Mr Silke with other IFA members met with Minister for Transport Noel Dempsey when he was in South Galway on Friday, to officially open the Gort to Crusheen bypass, which forms part of the Atlantic Corridor.
“The NRA has not done the kind of scientific analysis that is required in that area. We are also saying to them that they need to properly address where the water is going to go from the roadways that they are going to construct,” Mr Silke told The Clare Champion.
He described the meeting as cordial, saying the Minister had agreed to organise a meeting between local landowners, the NRA, the OPW and Galway County Council.
“Hopefully we will have all these bodies in the one room to see if we can get progress on this issue. We are not against the road, we want to see it built but we want people’s livelihoods and lives taken into account,” he said, adding that the IFA made its point and “now the Minister has to deliver on his promise”.
“There is no question that there will be huge opposition to the building of this tract of road unless the issue of flooding is fundamentally addressed.
“The key issue we discussed with him [the Minister] on Friday was the next tract of roadway running between Gort and Athenry and its drainage where there is a cavern system underground draining large parts of East Galway. The proposal is to run a motorway over that cavern system. We are worried that, already, there is serious flooding there at the moment with a considerable number of houses flooded in the immediate area of the proposed road and we would be worried that any tampering with that underground system will have an adverse affect with regard to flooding. There is no question at all about that,” Mr Silke continued.

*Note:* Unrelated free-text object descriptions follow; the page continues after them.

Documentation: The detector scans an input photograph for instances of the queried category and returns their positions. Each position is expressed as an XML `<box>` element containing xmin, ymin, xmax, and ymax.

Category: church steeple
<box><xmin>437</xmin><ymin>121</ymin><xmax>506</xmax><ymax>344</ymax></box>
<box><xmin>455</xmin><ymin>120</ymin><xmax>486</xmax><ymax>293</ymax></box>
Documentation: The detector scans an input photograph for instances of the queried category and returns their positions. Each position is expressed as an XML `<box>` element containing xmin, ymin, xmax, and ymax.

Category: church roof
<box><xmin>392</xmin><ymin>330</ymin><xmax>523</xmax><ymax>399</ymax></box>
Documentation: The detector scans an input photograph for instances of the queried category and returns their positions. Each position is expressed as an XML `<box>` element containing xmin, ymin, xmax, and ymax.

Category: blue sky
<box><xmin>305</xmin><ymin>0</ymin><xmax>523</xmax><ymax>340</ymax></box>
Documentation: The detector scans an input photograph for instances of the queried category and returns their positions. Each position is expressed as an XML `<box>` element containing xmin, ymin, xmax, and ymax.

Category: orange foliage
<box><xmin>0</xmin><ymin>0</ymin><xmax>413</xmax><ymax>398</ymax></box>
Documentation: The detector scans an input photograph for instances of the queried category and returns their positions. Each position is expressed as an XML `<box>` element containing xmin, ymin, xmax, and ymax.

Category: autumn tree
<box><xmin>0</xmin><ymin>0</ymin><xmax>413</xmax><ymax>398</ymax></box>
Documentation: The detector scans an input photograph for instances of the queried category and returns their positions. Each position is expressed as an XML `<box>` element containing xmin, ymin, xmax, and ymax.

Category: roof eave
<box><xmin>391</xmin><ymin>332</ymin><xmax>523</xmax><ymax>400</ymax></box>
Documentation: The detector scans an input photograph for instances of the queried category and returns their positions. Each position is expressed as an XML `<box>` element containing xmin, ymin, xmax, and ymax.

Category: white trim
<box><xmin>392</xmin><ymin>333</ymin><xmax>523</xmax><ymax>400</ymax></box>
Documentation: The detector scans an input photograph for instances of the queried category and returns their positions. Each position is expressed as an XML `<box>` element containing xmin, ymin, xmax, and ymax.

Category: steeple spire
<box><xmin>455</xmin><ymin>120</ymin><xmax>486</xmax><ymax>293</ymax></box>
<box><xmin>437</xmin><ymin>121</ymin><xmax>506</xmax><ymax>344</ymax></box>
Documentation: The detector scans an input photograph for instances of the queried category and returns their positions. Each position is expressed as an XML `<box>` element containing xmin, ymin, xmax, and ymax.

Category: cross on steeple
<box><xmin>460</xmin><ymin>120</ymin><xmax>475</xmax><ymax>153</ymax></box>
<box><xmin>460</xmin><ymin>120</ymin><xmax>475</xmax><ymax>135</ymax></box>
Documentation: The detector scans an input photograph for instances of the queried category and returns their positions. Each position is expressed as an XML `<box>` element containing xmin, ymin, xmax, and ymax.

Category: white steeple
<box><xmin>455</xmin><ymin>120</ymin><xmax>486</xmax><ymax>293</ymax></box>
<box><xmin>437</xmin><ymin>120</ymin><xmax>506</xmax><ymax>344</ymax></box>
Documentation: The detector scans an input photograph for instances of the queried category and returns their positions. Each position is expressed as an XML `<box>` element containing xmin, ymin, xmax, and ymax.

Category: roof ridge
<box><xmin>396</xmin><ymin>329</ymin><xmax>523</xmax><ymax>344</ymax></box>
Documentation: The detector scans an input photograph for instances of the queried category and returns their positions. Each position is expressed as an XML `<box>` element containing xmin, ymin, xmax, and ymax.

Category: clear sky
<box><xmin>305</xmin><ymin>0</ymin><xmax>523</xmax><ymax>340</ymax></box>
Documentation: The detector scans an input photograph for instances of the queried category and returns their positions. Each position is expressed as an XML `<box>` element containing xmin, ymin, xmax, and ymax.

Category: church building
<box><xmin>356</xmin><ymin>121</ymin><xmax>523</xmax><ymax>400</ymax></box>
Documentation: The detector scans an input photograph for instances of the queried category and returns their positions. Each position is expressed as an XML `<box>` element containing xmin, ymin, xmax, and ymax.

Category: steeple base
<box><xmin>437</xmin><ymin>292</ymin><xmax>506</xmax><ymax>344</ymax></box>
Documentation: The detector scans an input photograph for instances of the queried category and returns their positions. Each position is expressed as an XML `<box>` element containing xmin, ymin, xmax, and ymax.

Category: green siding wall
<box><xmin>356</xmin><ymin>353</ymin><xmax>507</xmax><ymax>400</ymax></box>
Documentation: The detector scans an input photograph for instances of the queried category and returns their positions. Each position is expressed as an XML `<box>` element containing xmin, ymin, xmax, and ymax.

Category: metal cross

It is almost exactly a year since flooding in South Galway forced many people from their homes and left large areas of agricultural land water-logged. The majority of farmers in the area are involved in suckler farming with others involved in dairying.
“Virtually every farm in South Galway, especially around Kiltartan, Ardrahan and Gort is seriously flooded. There are 10 to 12 houses in these areas that have flooded over the last few years. If things aren’t done properly at this stage, we could have as many again flooded in the coming years and no one will take responsibility,” Mr Silke stated.
“In Kiltartan, a number of people have not gone back into their houses yet. The farmers have carried out a lot of reseeding of their pastures. The floods destroy the pasture and you have to plough it and reseed it. The flood hasn’t come back yet to the area but the waters are rising at an alarming rate,” he continued.
“Some have gotten compensation others have not but those who have got compensation can’t get insurance cover going forward, so if there is an event like this again, they will get nothing that is why we need to get something sorted to deal with the flooding issue,” he commented.
Mr Silke argued farmland is still unprotected and that “the Government’s only policy seems to be to take the water from urban areas and pump it out into rural areas. What they are doing is just shoving the problem down to other areas.”